In fine, lesdites mesures édictées et de bon sens constitueraient une réponse idoine majeure à un enjeu environnemental.



Or, force est de reconnaître que le CASVP ne tient pas compte de ces dispositions émanant de la mairie de Paris.



Pour preuve, en premier lieu, par note de service du 2 février 2017 (voir en pièce jointe), la direction générale du CASVP annonce l’extinction de la semaine de 4 jours en invoquant comme motif que cette nouvelle organisation de travail ne peut être adaptée à notre  établissement public.



En second lieu, le CASVP fait fi du développement du télétravail en excipant un autre argument assez inédit à savoir que le nombre d’agents reste très marginal. Alors que le CASVP refuse de communiquer les chiffres exacts du nombre d’agents en télétravail. Intéressant non !



Enfin, il est intéressant de noter que les hauts fonctionnaires du CASVP se singularisent par rapport à leurs homologues de la ville de Paris en refusant de suivre scrupuleusement les instructions édictées par l’exécutif municipal.



Pourtant, le droit français est on ne peut plus clair : les décisions de l’autorité politique doivent être appliquées sans aucune contestation possible sauf bien évidemment si l’ordre est manifestement illégal.

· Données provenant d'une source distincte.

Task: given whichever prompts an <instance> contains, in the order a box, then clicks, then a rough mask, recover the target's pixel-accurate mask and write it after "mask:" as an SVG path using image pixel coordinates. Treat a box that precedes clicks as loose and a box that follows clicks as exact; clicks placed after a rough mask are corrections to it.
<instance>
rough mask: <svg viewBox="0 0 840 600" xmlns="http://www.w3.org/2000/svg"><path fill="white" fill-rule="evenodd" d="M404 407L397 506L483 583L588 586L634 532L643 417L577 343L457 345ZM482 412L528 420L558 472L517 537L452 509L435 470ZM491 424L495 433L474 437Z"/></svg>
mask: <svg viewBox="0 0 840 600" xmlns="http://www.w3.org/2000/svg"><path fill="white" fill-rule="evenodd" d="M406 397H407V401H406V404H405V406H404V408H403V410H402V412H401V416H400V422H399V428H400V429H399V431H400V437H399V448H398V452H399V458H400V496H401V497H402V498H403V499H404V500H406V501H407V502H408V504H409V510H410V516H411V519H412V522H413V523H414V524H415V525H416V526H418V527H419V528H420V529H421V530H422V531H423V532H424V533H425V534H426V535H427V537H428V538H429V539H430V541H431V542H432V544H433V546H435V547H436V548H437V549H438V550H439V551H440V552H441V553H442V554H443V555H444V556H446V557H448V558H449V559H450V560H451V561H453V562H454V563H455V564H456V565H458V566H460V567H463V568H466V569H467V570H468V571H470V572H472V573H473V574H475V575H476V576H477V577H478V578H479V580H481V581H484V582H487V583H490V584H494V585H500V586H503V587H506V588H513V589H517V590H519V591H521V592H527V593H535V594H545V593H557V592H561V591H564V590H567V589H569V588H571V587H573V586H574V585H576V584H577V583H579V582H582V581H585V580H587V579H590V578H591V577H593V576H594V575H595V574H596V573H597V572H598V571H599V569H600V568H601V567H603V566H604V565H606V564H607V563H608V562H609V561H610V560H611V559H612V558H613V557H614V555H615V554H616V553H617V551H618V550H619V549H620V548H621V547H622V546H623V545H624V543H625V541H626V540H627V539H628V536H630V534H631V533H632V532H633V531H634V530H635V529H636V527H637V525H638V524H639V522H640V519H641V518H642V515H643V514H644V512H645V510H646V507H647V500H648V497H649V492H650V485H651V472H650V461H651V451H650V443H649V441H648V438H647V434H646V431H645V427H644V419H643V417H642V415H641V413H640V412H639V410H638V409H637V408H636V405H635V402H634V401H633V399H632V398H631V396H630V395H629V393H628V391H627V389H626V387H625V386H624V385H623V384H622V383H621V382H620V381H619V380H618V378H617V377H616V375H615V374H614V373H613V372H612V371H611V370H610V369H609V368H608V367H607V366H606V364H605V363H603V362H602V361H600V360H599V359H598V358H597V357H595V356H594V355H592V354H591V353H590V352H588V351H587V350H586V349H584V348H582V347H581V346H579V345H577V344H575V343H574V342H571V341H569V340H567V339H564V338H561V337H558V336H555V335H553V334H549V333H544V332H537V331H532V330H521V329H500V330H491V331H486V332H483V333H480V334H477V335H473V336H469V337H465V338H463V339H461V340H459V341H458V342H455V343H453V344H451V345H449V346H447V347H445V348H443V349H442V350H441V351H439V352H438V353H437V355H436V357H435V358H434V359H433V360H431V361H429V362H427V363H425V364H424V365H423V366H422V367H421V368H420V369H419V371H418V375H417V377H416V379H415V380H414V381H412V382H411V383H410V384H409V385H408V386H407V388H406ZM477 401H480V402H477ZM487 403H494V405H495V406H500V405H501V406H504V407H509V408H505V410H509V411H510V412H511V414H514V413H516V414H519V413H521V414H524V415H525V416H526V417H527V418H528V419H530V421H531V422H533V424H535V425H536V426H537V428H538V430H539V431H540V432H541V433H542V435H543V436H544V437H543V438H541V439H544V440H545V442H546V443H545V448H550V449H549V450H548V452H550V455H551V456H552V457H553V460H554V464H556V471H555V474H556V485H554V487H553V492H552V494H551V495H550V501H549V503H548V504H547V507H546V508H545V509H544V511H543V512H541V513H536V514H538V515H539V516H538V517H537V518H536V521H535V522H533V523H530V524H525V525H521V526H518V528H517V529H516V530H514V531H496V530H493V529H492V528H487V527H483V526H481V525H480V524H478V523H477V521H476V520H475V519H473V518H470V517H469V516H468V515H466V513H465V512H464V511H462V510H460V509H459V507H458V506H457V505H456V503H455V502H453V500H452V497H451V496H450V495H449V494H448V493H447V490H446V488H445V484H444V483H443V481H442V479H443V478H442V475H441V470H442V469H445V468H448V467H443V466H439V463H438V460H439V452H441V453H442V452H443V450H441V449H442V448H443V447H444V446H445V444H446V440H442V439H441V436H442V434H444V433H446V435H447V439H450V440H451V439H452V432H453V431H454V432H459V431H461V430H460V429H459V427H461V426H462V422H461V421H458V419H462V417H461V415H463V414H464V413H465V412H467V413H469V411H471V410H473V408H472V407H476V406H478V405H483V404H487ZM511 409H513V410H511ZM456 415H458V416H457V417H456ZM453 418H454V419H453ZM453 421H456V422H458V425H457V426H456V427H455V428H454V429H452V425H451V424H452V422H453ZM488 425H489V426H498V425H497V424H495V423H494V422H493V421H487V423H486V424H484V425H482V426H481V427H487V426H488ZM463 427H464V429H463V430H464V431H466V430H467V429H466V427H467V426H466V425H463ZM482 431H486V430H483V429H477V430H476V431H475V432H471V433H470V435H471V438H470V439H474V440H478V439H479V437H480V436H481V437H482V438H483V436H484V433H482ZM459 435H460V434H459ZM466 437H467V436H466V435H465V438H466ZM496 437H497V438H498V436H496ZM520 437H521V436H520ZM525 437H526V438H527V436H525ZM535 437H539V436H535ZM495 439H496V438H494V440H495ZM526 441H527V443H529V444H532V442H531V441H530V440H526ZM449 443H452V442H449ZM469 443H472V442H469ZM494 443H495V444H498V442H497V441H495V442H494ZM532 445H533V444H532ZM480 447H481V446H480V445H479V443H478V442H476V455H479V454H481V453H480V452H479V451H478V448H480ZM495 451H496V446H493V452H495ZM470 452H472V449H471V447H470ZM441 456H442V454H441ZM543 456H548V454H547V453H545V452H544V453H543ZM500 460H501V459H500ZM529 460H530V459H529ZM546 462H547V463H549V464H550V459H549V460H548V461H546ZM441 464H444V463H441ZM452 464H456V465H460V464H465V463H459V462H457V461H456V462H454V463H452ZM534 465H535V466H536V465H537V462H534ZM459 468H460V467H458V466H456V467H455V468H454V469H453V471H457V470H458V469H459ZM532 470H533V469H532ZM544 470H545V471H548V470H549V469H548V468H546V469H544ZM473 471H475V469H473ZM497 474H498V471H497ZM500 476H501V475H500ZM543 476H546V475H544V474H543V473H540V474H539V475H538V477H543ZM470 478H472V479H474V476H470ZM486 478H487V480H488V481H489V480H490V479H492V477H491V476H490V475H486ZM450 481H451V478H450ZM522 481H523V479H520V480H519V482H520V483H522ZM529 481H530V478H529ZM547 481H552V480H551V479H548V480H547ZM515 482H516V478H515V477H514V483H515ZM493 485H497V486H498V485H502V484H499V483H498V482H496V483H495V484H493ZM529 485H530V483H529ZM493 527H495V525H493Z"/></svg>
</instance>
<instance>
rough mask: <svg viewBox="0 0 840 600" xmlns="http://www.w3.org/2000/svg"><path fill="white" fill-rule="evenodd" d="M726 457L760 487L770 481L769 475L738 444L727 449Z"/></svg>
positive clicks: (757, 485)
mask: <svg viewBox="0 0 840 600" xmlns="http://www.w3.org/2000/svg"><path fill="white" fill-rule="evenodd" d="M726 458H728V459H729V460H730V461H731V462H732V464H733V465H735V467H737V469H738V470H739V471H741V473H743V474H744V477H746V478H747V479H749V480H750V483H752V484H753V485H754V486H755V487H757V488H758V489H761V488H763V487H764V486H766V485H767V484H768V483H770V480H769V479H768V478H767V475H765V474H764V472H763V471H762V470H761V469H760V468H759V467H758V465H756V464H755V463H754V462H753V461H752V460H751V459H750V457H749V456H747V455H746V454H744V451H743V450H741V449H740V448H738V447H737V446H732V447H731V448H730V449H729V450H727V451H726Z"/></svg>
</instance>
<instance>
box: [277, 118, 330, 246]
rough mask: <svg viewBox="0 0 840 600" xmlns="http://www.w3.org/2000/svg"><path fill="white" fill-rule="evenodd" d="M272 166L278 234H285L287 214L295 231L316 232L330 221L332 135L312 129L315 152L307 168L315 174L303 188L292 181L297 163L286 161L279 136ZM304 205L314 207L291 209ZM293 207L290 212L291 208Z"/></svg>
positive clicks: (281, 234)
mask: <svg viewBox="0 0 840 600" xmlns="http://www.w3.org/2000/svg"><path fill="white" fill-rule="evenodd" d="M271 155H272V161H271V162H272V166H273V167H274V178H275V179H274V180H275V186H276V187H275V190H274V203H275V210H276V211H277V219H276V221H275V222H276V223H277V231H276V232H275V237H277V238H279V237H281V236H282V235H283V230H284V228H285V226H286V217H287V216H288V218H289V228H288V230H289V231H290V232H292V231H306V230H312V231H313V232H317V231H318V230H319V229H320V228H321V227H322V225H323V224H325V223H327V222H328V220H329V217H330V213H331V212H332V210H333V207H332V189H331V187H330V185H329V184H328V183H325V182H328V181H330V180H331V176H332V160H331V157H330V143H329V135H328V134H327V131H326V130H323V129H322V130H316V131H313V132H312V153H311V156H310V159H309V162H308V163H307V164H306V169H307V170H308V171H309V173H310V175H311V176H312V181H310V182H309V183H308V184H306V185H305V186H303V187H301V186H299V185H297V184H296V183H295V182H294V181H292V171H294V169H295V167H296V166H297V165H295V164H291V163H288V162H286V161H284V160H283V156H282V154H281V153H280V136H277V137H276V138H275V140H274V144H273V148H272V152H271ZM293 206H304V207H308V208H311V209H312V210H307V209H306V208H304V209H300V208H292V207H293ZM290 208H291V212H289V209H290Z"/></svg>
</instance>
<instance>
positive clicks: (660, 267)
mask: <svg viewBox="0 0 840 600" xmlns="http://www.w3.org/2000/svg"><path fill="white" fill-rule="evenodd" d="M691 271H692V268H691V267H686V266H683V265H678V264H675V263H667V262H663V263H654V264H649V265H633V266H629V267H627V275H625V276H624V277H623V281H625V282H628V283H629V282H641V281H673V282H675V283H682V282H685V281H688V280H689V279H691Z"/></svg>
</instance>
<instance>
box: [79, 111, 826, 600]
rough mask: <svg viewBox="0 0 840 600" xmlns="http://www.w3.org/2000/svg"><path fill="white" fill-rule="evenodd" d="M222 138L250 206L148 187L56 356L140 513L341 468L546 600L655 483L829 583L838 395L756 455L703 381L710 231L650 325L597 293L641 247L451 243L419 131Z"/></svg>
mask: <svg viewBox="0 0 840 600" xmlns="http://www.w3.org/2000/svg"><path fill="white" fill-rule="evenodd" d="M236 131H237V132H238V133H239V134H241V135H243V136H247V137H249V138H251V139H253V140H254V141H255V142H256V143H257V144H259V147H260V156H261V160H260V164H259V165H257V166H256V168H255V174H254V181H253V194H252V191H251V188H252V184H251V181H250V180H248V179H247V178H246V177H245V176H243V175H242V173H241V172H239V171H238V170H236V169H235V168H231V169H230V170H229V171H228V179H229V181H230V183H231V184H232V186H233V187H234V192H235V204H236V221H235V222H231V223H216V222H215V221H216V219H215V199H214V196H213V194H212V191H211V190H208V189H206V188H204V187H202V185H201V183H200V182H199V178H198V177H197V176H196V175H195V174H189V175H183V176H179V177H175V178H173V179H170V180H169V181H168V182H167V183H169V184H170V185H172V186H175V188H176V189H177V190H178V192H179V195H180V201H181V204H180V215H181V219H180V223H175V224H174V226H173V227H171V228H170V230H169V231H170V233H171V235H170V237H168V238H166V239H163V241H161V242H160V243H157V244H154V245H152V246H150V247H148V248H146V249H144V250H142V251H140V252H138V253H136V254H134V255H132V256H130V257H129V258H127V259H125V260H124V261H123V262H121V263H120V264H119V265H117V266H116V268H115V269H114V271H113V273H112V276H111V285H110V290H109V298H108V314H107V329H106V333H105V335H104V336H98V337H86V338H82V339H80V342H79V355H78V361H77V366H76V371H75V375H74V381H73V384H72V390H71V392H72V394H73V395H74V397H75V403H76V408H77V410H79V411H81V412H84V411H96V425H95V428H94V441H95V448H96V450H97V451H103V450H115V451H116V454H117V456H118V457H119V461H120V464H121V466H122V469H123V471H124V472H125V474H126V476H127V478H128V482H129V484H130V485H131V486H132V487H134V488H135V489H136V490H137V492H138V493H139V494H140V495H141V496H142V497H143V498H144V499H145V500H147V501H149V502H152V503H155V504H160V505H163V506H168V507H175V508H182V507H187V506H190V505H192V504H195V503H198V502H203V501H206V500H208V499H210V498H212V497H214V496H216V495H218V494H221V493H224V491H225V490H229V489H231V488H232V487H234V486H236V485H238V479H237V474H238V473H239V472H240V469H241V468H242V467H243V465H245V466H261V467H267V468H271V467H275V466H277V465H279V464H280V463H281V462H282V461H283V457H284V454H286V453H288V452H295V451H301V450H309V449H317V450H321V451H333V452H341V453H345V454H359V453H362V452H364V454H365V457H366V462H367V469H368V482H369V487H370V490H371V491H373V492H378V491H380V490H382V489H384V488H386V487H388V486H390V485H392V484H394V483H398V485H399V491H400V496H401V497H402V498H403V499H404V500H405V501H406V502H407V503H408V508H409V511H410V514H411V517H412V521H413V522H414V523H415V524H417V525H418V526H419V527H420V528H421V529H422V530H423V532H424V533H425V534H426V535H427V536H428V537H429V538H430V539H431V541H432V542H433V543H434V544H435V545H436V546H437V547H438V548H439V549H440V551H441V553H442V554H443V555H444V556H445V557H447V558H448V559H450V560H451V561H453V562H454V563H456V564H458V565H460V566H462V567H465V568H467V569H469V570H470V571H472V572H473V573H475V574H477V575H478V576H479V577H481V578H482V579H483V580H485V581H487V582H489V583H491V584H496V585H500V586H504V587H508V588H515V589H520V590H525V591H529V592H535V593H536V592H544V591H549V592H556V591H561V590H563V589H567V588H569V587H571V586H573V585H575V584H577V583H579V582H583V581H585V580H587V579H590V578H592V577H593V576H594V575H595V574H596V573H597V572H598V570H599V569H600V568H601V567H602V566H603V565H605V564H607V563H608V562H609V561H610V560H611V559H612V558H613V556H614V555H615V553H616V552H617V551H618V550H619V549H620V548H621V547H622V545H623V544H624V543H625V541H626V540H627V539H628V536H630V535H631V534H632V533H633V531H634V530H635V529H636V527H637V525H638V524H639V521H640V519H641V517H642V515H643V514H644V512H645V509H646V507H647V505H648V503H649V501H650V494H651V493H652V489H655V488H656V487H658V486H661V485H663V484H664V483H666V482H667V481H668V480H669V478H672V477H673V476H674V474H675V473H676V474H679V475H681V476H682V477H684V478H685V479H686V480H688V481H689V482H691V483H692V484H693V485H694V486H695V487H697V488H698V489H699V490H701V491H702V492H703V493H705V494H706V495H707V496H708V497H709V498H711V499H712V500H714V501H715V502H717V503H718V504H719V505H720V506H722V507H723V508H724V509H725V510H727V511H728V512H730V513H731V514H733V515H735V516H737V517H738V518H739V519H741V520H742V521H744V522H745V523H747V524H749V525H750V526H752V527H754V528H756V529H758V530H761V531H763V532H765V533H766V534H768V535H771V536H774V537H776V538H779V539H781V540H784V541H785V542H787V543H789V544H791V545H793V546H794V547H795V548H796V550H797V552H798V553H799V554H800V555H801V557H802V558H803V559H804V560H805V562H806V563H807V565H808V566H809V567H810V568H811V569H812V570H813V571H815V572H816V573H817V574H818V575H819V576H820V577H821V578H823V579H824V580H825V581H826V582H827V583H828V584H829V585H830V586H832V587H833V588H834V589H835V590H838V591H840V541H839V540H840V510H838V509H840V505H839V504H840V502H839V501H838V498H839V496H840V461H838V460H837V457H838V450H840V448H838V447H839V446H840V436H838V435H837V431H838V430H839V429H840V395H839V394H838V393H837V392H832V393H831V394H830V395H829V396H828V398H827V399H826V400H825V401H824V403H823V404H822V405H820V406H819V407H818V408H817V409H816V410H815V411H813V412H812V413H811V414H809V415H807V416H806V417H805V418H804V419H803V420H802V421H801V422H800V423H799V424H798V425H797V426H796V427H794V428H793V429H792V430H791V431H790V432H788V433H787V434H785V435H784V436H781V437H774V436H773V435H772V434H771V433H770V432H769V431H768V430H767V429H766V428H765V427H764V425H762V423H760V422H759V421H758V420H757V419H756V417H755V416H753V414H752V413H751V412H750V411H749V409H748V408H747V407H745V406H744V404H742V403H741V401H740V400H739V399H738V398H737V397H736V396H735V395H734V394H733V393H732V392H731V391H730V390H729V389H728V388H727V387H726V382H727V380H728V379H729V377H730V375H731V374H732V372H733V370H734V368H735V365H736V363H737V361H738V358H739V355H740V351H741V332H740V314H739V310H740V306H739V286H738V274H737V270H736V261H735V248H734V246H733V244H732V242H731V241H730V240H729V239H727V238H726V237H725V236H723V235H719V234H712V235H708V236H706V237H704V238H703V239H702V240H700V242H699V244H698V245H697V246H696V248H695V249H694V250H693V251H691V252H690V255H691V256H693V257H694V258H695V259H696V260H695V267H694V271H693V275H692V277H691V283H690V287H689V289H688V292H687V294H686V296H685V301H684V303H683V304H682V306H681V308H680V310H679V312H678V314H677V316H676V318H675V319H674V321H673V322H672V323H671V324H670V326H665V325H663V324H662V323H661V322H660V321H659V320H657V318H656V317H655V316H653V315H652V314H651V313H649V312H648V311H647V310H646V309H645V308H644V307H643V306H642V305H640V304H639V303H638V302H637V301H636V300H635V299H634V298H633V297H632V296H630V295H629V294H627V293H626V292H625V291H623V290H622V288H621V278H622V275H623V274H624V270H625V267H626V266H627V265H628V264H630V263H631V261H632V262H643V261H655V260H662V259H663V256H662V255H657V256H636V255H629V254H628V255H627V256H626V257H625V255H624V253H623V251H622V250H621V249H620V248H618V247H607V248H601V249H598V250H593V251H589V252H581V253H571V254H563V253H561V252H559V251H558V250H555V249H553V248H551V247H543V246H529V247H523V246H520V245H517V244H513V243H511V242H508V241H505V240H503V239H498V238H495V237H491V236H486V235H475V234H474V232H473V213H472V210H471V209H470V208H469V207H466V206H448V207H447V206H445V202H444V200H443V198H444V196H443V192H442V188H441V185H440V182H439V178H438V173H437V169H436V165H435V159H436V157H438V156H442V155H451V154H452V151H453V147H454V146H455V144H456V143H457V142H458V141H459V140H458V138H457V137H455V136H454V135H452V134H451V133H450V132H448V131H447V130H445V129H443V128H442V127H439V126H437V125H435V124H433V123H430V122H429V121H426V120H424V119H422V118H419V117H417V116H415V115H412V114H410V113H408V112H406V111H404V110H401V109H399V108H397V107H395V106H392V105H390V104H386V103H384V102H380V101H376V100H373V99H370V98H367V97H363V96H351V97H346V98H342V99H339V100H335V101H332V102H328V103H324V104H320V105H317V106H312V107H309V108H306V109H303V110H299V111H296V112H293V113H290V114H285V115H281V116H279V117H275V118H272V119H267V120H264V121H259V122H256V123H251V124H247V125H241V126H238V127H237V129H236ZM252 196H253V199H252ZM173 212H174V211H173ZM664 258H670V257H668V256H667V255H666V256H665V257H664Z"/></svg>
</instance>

Dans ces conditions, j’ai l’honneur de vous demander que les personnels du CASVP bénéficient de la totale plénitude des mesures précitées au regard du deuxième impératif de la devise républicaine.



En vous remerciant,

vendredi 22 avril 2016

TÉLÉTRAVAIL : UN DROIT POUR TOUS




Lettre ouverte à la DG



Madame la Directrice Générale,

Le décret 2016-151 du 11 février 2016 précise les conditions et les modalités de mise en œuvre du télétravail dans la fonction publique.

L’objectif et les bénéficiaires :
Permettre une meilleure articulation de la vie professionnelle et de la vie privée aux fonctionnaires titulaires ou contractuels qui sont domiciliés très loin de leur lieu d’activité professionnelle en exerçant leur métier à domicile.            
 Financement :
Tous les agents publics titulaires sont concernés par ces nouvelles mesures mais le financement s’opère de la manière suivante :

D’une part, s’agissant des agents reconnus travailleurs handicapés au CASVP (RQTH), le financement incombe au fonds pour l’insertion des personnes handicapées dans la fonction publique (FIPHFP). D’autre part, s’agissant des autres agents publics ou contractuels, le financement est entièrement à la charge de l’administration dans laquelle ils officient, en l’occurrence le CASVP.

Une première au CASVP :
De surcroît, comme vous le savez, une expérimentation est en cours au CASVP mais uniquement pour l’instant en direction d’un seul agent. Il n’en demeure pas moins qu’à l’issue de ladite expérimentation, cette dernière devra être automatiquement généralisée à l’ensemble des agents, le principe d’égalité de traitement oblige.

Dans ces conditions, j’ai l’honneur de vous demander de bien vouloir appliquer ces nouvelles dispositions au CASVP à tous les fonctionnaires ou contractuels volontaires qui remplissent les conditions susvisées.           
 Je vous assure, Madame la Directrice Générale, de ma parfaite considération.